Finalmente l'ottavo cerchio, quello dei fraudolenti, degli ingannatori, delle Malebolge, é abbandonato.

I Giganti
E' l'unico cerchio in cui il poeta ha usato immagini dure, ha raccontato in modo realistico, ha usato un linguaggio basso, a volte volgare, ha riempito le bolge di diavoli violenti, con code e corna. E' il cerchio degli ingannatori, dei fraudolenti. La giustizia di Dio non perdona, e Dante nemmeno.

Dante sta per entrare nell'ultimo cerchio infernale, quello dei traditori.

Scendendo verso il nono cerchio Dante si affaccia sul un lago ghiacciato, il Cocito, sente il suono di un corno e ha l'impressione di vedere delle torri, ma Virgilio gli spiega che non si tratta di torri, ma di giganti. Tre giganti sono i custodi del nono cerchio, sono tutti superbi contro Dio.

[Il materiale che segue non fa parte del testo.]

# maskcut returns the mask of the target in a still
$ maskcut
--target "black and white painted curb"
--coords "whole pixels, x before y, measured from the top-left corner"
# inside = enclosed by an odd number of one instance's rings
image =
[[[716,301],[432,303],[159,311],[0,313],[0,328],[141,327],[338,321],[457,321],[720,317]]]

C'é Nembrot, che nella Bibbia é ritenuto l'autore della torre di Babele, e responsabile della confusione delle lingue.

C'é Fialte, che pose sull'Olimpo due montagne per raggiungere il cielo e qui é impotente e incatenato.

C'é Anteo, ucciso da Ercole, il quale con molta umanità si china, prende nelle sue mani Dante e Virgilio e "lievemente" li depone sul fondo del nono cerchio.